But as we sat outside last Saturday, the lawn care company showed up. That guy (at Dad’s request) took his John Deer professional grade lawnmower off the back of his trailer and plowed right through the center of the girls’ “flower garden.” And that’s when I heard a chorus of screams behind me. The girls wailed as their flowers were destroyed. It was horrible to watch. At first I thought about fleeing the scene of the crime. Then I thought, If I start screaming too, maybe they won’t see me as complicit in the crime. In the end, I fell back on a father’s tried and true method: I attempted to reason with a dependent. I consoled Claire Grace, “Honey, they’re just weeds. Our yard will look better with them cut down.” “No Dad! They’re flowers!” “No sweetie, they’re just weeds.” In that moment, I came to the horrible conclusion that I had just taught my daughter how to discriminate. In a subtle way I had taught her that some “flowers” weren’t as valuable as others. I said that for the same reason I buy into discrimination: someone had taught me the same concept when I was her age. But who gave me the right to decide which flowers my daughters should love?
Let me see if I can tie this to Judas. Judas wasn’t just betraying Jesus’ whereabouts – but something much deeper. Judas was betraying himself. He betrayed his own ability to love others by refusing to manipulate or discriminate against them. That’s why the word betray literally means “to hand one over” – you are discriminating against someone’s ability to choose for themselves and handing over their decision to someone else you think can do a better job. One’s agenda for that of another. Judas essentially did that to Jesus – he felt he knew a better way. That’s not too difficult for anyone to do, particularly when we feel we know what is best in a given situation. But its motivation is always pride. But love does the opposite. Love frees us to allow others to make their own choices. And that’s exactly what the cross does. In the cross, Jesus says, “I have died for you. Now, what is your choice? Here is my life. What do you plan to do with yours?” The cross doesn’t discriminate. It gives everyone the same choice. Their own choice.

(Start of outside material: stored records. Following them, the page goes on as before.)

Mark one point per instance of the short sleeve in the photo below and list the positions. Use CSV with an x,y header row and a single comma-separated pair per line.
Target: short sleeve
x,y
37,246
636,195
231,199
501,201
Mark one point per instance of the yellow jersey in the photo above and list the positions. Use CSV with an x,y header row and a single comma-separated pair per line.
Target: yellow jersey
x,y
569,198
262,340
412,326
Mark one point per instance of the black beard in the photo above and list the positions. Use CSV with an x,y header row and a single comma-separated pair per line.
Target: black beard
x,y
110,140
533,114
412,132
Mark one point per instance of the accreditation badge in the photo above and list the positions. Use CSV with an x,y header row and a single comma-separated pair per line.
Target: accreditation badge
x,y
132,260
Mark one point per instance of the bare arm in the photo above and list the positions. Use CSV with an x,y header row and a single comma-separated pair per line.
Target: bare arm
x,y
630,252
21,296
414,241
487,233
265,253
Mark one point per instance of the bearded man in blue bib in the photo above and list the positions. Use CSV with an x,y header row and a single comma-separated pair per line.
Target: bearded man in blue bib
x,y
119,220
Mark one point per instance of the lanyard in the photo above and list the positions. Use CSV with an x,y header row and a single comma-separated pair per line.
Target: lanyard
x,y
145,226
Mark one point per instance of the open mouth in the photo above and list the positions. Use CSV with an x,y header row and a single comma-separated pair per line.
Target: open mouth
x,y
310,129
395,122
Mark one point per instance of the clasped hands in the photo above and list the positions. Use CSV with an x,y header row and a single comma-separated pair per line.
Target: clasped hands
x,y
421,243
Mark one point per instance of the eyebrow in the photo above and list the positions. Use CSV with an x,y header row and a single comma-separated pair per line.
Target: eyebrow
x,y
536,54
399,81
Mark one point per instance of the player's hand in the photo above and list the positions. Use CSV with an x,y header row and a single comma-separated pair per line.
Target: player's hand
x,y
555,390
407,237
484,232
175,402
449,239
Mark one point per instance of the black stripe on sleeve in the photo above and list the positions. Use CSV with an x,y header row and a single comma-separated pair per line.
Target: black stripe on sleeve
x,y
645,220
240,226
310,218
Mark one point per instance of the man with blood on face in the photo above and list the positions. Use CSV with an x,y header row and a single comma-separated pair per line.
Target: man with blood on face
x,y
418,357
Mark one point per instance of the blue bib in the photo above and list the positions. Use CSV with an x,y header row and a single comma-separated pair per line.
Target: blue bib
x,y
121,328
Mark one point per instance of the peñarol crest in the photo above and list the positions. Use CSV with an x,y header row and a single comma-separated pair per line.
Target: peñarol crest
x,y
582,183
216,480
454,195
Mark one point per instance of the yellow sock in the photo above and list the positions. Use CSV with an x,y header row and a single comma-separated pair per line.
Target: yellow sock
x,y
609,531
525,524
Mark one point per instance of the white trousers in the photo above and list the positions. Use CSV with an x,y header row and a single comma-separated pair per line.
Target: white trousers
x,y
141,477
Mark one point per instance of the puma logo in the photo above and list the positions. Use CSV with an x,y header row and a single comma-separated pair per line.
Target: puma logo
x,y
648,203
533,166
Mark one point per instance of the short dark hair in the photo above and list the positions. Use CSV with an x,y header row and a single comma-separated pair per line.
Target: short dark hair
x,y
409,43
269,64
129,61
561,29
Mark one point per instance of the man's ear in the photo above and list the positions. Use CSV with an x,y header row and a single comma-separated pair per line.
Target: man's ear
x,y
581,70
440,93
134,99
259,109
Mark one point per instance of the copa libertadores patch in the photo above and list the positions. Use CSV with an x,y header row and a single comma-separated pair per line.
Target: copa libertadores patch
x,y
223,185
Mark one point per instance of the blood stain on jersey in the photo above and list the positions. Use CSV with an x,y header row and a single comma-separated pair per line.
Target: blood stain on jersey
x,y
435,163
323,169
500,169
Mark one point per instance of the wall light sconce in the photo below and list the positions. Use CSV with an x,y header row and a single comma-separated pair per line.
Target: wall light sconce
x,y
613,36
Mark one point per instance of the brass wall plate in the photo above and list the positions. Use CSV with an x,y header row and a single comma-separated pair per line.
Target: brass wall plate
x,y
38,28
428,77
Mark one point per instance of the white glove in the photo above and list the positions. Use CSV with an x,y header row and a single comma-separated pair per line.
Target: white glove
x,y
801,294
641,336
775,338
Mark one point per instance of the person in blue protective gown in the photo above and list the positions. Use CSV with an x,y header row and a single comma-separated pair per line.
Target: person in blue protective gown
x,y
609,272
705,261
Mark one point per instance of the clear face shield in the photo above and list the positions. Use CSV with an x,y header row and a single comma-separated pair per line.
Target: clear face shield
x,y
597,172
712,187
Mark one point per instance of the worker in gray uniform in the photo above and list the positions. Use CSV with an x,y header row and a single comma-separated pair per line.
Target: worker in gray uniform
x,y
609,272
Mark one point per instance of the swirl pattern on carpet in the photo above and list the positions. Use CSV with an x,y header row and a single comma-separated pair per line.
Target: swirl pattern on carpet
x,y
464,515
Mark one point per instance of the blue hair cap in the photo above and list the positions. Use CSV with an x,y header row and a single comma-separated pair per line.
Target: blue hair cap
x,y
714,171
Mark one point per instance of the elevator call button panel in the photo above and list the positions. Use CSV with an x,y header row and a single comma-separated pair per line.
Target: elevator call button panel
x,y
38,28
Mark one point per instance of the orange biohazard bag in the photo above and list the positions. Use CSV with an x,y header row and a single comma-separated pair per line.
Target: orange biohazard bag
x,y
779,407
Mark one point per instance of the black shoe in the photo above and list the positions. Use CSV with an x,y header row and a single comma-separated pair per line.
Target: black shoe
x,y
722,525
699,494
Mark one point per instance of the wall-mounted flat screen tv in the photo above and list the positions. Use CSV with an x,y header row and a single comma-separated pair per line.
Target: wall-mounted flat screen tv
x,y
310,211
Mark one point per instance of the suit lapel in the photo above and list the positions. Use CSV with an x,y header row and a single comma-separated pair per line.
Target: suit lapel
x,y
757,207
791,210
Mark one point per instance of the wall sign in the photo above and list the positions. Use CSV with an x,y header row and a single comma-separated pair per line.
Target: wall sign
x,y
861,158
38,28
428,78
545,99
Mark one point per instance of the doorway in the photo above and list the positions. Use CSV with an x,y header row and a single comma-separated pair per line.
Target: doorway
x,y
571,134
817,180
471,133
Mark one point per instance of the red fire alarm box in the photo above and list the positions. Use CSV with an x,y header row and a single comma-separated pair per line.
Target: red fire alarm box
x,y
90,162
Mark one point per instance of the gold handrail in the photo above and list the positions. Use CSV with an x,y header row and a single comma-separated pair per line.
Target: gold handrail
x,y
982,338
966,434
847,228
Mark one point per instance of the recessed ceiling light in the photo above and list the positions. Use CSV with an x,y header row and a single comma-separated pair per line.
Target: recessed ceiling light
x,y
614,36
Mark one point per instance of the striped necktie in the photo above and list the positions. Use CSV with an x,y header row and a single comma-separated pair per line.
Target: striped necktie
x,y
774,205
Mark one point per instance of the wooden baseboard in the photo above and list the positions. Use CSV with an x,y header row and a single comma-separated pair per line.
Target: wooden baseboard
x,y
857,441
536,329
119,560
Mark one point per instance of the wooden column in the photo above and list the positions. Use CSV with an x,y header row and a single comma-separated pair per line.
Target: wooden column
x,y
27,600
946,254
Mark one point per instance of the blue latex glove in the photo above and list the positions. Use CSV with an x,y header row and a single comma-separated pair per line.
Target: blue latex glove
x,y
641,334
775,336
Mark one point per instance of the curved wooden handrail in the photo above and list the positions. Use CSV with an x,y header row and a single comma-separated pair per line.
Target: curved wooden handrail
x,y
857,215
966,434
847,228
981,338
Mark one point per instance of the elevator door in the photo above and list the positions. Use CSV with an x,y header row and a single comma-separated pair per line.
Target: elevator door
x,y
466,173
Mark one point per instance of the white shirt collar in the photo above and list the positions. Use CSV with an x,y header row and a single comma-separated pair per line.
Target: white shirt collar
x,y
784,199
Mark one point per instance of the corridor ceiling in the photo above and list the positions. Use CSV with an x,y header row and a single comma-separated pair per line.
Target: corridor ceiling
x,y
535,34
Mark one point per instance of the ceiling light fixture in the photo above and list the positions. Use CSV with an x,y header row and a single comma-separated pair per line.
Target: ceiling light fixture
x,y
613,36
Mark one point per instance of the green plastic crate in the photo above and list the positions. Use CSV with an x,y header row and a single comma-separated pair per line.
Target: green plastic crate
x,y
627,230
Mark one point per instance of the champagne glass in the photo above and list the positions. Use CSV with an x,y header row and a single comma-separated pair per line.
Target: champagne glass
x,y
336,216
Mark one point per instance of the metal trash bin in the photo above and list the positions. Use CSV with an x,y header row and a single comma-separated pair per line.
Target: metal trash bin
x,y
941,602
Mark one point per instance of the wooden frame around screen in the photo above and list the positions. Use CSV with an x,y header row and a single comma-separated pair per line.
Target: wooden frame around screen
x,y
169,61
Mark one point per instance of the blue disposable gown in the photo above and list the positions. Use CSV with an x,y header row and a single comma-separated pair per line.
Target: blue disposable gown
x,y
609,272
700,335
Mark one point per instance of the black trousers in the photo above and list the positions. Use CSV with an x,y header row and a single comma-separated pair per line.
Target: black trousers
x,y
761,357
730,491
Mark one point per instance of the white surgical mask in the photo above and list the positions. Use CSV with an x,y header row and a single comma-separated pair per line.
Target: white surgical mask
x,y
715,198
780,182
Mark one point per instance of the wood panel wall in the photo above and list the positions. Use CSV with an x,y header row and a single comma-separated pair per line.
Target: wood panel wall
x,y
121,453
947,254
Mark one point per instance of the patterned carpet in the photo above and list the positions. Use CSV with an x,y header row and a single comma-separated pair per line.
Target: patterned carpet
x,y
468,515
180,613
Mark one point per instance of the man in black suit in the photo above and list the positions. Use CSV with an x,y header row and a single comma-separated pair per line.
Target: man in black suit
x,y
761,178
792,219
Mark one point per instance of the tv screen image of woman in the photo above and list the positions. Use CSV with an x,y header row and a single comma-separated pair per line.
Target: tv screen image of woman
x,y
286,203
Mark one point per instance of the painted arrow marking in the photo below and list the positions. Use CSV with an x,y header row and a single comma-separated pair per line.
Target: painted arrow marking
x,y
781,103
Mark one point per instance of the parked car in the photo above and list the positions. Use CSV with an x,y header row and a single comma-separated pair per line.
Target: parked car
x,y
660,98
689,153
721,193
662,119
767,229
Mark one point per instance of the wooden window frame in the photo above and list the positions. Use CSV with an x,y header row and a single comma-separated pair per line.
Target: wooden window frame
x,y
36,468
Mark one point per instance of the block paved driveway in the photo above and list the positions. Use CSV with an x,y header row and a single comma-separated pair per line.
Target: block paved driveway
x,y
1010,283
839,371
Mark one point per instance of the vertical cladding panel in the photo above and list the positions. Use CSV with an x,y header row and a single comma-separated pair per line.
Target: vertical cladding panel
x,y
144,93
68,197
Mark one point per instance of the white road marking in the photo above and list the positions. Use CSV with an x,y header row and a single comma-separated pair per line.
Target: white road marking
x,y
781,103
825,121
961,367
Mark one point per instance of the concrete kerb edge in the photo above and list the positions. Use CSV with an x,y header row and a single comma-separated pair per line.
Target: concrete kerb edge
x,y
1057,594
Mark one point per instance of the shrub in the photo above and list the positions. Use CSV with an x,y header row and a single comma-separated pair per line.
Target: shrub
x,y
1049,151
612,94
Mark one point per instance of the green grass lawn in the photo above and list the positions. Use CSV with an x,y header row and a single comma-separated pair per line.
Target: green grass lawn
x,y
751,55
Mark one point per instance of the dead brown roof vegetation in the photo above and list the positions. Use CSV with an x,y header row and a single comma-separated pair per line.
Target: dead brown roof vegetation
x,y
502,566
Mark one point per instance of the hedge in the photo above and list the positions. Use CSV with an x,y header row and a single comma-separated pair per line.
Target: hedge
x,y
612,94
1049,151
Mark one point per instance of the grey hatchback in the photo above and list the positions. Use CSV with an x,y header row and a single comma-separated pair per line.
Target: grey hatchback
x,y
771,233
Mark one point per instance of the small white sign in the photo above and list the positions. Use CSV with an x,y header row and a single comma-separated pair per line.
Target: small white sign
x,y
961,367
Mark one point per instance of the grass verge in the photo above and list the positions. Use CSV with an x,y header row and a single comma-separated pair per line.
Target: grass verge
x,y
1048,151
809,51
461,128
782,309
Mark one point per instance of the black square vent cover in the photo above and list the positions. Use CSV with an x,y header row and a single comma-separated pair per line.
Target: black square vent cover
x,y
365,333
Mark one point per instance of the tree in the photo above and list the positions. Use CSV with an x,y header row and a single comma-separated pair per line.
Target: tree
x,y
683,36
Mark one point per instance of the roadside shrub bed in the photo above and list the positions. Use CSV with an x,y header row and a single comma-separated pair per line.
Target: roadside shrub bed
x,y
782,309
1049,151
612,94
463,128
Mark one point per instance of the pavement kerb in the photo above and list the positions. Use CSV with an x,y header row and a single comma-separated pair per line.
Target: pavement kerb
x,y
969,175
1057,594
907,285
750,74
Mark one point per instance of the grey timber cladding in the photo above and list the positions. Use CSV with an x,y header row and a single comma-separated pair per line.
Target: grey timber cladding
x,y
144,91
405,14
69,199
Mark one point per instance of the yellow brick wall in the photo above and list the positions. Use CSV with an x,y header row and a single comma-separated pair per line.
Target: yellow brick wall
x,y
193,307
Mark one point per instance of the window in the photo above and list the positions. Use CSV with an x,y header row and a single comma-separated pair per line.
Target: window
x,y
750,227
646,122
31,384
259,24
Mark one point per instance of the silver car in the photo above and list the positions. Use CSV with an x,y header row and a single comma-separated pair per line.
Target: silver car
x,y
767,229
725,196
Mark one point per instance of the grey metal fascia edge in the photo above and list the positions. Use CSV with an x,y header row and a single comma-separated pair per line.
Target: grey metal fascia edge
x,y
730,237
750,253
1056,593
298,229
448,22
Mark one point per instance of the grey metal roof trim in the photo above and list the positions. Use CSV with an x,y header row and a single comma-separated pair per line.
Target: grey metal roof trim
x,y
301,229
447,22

Holy Week can bring about different emotions in people. Some people are bored with the same story of the cross and resurrection. I’ve been in that category before. For some, it reveals the character of God for the first time. I’ve been in that category, too. And this is what I’ve settled on: how the cross happened is somewhat of a mystery. I can’t tell you the mechanics of how the cross saves me exactly. There are lots of theories on that. But why the cross happened is as clear as day. The cross gives us an event that we can point to and say, “God, I know you love me because no one ever laid down their life for me like you did. I will never doubt your character because I’ve seen your love for me in action…and it beckons me to know you more.”
I think Jesus would’ve restored Judas just like he did Peter. That is if Judas had felt worthy of restoration. After all, Judas was a weed, right? Worthy of thirty snakes for his thirty sins. But it’s important to see exactly who Jesus invited to the table to share in his final meal. In those disciples, every range of faith and doubt existed at that table – those who loved Jesus and those who would betray him. The weeds and the flowers. The only reason Judas could betray Jesus was because Jesus had invited him there anyway. And that’s the beauty of the cross – all manner of people in various stages of belief find themselves at the “table” of the body and the blood of Christ. The invitation is to everyone. And this year we are invited to the table of his death and resurrection again. Jesus invites intimacy and closeness regardless of your spiritual condition. God doesn’t discriminate. And we can reconnect with that spiritual truth this week: the indiscriminate love of God poured out for us at the cross and the power of resurrection life returned to us.